The 1996 Freedom to Farm Act was predicated on the idea that the world's population is expanding rapidly and that this expanding population would increase demand for agricultural products steadily and significantly. But reality doesn't always conform to theory. To begin with, the Asian economic crisis and the debacles in Eastern Europe caused a serious decline in demand for U.S. agricultural products. Secondly, other countries have proven as good as the U.S. at producing many basic commodities. The result? Increased supplies, decreased demand, lower prices, and declining farm incomes.

Freedom to farm is also a freedom to fail -- another powerful dialectic. There is increased sentiment to repeal or at least reform the 1996 Farm Bill -- particularly those aspects that constitute the Freedom to Farm initiative. But our government, and in particular Congress, seems up until now to be impervious to the prospects of a new exodus of family scale farmers.
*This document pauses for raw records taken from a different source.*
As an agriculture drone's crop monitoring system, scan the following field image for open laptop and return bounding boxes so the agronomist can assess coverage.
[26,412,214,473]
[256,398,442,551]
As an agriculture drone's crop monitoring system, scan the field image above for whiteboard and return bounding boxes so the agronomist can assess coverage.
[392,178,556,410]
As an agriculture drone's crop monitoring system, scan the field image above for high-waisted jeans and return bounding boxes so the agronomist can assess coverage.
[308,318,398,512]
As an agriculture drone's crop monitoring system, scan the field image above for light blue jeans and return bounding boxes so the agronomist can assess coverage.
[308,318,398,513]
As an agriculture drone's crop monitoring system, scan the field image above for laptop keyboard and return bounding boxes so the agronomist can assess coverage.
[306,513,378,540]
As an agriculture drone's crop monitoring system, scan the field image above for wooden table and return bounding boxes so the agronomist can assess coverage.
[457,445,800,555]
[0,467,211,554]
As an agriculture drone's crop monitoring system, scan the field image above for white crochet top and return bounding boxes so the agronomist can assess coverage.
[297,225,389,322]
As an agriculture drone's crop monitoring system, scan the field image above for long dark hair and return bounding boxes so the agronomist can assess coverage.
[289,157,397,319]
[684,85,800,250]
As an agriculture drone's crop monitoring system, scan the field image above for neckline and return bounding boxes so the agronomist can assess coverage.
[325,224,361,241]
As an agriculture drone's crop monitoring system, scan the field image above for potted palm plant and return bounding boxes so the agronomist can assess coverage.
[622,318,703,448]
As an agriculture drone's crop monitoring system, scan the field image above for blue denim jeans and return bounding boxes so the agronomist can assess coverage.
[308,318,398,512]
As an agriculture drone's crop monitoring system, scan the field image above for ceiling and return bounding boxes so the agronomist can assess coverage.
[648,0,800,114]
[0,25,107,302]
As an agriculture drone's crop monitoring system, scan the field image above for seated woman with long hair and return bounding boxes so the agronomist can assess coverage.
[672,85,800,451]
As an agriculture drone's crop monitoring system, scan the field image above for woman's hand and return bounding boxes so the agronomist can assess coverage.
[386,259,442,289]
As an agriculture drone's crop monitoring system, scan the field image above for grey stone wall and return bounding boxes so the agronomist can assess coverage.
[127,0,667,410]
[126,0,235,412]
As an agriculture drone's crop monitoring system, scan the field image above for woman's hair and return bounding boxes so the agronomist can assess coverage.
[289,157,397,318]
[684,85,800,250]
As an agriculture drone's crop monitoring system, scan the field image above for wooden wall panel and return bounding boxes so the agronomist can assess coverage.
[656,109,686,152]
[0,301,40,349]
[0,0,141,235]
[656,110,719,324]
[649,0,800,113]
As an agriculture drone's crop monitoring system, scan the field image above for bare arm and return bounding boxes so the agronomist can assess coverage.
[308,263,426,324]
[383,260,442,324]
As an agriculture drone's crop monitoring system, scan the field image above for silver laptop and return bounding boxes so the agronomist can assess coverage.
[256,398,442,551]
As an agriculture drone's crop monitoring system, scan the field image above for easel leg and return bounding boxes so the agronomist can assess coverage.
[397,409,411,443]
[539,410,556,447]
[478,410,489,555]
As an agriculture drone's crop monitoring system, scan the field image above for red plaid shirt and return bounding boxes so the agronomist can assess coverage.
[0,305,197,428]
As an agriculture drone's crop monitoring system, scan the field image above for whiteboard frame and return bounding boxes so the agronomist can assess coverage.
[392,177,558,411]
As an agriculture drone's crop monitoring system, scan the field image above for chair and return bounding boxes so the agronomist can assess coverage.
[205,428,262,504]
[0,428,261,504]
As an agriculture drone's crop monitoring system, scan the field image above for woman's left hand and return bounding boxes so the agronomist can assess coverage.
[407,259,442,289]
Their focus is on commodities, not farmers, and perhaps they think corporate farms can produce commodities as well as family farmers, if not better. So the ultimate beneficiaries of the new farm policy are not family scale farmers.

I have in my hand the Fall 1999 newsletter of the National Family Farm Coalition. It includes what might be regarded as a family farm manifesto containing many provisions endorsed earlier by the National Commission on Small Farms in "A Time To Act." The list of organizations that have endorsed the manifesto is extensive. It remains to be seen if policymakers are listening.